Rather, the emphasis in their statements has been on simply giving the country industrial quiet, having ministers go to work and deal with the issues they are mandated with – transportation, education, tourism, housing, social welfare – without all the political infighting, drama, and machinations that have characterized the state of affairs here since the last stable government fell in December 2018.
This government’s first line of business needs to be restoring the public’s faith in the government and its ability to deal with the issues that prop up on a day-to-day basis in a meaningful and responsible way.
The first place to start in doing that is to pass the budget, a basic prerequisite for a well-functioning government. This step would go far in giving the citizens a sense that the ministries are working for them.
The second key line of business will be to manage ties with the US. It is likely that within weeks of being sworn in, Bennett will fly to the US for his first meeting in the White House.
While the Prime Minister’s Office traditionally runs and manages the relationship with the US, Netanyahu took that to a whole different level, effectively sidelining the Foreign Ministry as a salient player in dealing with Washington.

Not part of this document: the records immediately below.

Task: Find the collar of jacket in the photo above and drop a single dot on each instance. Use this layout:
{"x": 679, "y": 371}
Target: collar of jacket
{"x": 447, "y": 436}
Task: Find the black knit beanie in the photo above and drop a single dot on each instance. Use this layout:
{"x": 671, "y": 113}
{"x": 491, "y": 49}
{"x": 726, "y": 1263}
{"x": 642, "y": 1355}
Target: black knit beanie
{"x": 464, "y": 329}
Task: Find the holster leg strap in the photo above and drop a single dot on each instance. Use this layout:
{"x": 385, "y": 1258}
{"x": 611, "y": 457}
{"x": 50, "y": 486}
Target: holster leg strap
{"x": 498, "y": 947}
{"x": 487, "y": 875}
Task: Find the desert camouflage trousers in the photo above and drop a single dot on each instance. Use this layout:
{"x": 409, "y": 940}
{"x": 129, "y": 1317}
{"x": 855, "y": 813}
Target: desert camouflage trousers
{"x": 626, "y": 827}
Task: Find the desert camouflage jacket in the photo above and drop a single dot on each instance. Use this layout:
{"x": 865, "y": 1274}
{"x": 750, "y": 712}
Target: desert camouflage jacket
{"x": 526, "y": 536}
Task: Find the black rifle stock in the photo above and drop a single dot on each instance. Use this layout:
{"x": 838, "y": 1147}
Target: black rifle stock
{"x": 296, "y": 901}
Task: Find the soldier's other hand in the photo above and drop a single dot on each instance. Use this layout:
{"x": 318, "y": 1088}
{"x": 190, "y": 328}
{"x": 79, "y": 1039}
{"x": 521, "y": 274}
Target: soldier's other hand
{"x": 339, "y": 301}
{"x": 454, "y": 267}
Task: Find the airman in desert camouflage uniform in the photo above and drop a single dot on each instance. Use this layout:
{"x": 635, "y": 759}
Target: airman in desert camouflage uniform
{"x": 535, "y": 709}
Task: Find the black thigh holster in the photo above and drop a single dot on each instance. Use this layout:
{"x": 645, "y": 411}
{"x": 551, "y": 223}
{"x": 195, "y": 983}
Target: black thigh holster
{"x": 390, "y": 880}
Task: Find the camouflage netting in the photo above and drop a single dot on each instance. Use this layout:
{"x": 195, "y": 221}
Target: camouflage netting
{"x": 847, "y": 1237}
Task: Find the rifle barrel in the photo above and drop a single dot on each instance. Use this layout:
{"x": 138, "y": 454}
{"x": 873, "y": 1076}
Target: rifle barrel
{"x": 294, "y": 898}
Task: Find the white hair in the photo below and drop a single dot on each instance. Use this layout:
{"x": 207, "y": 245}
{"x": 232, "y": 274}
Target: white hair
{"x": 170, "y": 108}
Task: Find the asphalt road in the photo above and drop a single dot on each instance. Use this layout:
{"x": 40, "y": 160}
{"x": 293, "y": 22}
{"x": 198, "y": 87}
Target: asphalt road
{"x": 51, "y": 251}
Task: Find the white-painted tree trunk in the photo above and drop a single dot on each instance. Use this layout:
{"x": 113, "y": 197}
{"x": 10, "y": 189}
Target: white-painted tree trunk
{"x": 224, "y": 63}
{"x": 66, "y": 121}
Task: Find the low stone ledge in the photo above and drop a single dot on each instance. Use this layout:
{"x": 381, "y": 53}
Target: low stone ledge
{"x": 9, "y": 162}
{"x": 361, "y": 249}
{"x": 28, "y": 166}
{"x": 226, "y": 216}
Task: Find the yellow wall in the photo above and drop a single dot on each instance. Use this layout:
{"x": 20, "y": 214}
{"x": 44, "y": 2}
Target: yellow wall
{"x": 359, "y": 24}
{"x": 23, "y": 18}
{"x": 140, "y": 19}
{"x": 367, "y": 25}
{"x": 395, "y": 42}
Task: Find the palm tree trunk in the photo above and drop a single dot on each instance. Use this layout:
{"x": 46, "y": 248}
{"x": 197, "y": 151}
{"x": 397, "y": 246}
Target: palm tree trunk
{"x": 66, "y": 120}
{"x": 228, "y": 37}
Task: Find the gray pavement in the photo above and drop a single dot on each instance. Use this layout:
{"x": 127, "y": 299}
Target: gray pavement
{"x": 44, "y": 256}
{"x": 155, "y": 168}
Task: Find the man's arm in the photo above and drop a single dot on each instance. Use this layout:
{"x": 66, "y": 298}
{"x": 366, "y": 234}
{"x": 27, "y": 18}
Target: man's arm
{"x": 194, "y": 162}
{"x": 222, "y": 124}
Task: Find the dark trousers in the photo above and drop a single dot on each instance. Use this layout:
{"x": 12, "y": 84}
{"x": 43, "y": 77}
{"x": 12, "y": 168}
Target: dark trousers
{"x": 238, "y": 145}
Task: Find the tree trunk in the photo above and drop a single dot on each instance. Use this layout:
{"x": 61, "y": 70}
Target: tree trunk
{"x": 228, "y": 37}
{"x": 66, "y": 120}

Because of the unique structure of the Bennett-Lapid government, with Lapid to serve for the next two years as foreign minister and then replace him in the Prime Minister’s Office, the way relations with the US were managed through the Prime Minister’s Office under Netanyahu may change, with Lapid likely to take on a greater role.
And there could be a benefit in this.
Netanyahu has rhetorically asked the public repeatedly over the last few weeks if Bennett or Lapid could be trusted to stand up to Biden when it comes to Iran and building in the settlements and in Jerusalem.
The very question, however, reveals a confrontational mindset; a presumption of a need to clash. Maybe there are other ways to finesse the issues. Netanyahu does have a 40-year relationship with the president, which is something that has redounded in Israel’s favor. But he also carries with him a lot of baggage.
Bennett and Lapid might not have the same history with Biden, but they also don’t carry the same baggage.
Granted, Bennett is laden with the tag of being pro-settlement and a hard-line right-winger, something that will not endear him to the Bernie Sanders-Alexandria Ocasio-Cortez wing of the party.
But Lapid does not have that baggage, and he might be able to find an attentive ear among Democrats who are viscerally opposed to Netanyahu because of his public confrontation with president Barack Obama over the Iranian nuclear deal.
Those representatives who were allergic to Netanyahu are likely negatively predisposed to Bennett already because of pro-annexation and pro-settlement positions he has articulated in the past. They may, however, be more receptive to Lapid.
But for that to work, the paradigm of how Israel-US relations have been run over the last 12 years will have to change, and Bennett and Lapid will need to work in harmony – the key prerequisite, after all, for this government even making it to its first 100 days.